The property at 609 Morningside Ave. isn’t any more damaged than the average foreclosure home her company buys, but Jennifer Derr of Remade Properties said she still expects the gut and remodel to take months.
Derr’s company bought the property in May for $160,000, according to city documents. It was one of the last properties in Madison owned by Ray Peterson, who was ordered by a judge to relinquish his control of dozens of rental properties that had been deemed public nuisances.
Remade Properties buys, renovates and sells old properties, said Derr, who co-owns the business with her husband and brother-in-law.
“We’re going to turn (the building) into a single-family home and restore it to what it should have been,” she said.
After the city of Madison won a 2015 lawsuit and a judge deemed the Morningside Avenue property and 44 others public nuisances, Peterson, 92, sold all of his rental properties.
The City Attorney’s Office said Peterson has now sold all 48 properties he had owned in the city for a total of about $6.3 million, although the proceeds are subject to costs that the companies managing his properties have incurred in the interim.
“Assistant City Attorney Jennifer Zilavy has worked diligently on this matter for over two years,” City Attorney Michael May said. “Bringing a matter of this complexity to a conclusion in that time frame took a lot of effort.”
The city filed the public nuisance complaint against Peterson in October 2015, claiming that his properties had racked up more than 1,400 building code violations over the previous five years and more than $650,000 in accumulated judgments from building code prosecutions between May 2011 and June 2015.
“It’s because he didn’t fix those properties that he had to pay so many fines,” May said. “It makes people wonder why he didn’t use that money to pay for repairs, but that was his choice.”
In June 2016, Dane County Circuit Judge Julie Genovese ordered Peterson to no longer manage or maintain any of his properties that were declared to be public nuisances.
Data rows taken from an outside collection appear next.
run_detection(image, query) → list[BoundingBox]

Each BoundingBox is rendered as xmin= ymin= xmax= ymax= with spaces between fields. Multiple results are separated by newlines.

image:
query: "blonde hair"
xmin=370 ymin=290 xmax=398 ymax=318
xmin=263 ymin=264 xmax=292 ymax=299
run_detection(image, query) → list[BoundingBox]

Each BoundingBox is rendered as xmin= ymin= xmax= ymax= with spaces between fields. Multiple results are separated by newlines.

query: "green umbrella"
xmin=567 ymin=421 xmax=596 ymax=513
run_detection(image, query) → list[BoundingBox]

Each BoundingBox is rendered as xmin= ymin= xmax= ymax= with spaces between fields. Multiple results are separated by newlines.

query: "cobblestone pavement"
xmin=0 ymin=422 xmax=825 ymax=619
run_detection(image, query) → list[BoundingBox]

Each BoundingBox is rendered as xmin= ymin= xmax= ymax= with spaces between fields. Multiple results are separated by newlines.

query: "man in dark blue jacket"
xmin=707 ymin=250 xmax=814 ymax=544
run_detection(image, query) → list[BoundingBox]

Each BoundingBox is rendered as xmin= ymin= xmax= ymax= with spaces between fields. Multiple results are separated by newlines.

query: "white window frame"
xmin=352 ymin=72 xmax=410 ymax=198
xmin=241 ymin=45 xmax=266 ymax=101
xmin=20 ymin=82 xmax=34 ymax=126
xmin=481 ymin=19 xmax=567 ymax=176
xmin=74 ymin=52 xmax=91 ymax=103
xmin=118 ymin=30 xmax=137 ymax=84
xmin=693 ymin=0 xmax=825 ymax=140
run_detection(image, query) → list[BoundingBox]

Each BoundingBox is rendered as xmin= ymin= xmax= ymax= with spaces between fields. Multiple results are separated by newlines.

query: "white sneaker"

Genovese appointed Anchor Property Management as a receiver to bring the buildings up to code, and Peterson decided to sell the properties.
The first properties were sold in December 2015, and the final properties sold last month.
Peterson said Saturday an appeal is still pending and he hopes to get back some of the properties which he said were sold significantly below their value.
“We lost over $2 million that we know of,” Peterson said.
Peterson has maintained that he was unfairly targeted by city officials.
May said that having the properties sold will positively affect the neighborhoods and that the properties are more likely to be maintained by the new owners.
“You had a landlord here who didn’t want to take care of his properties,” May said. “It was only through this extra effort that we were able to get these results.”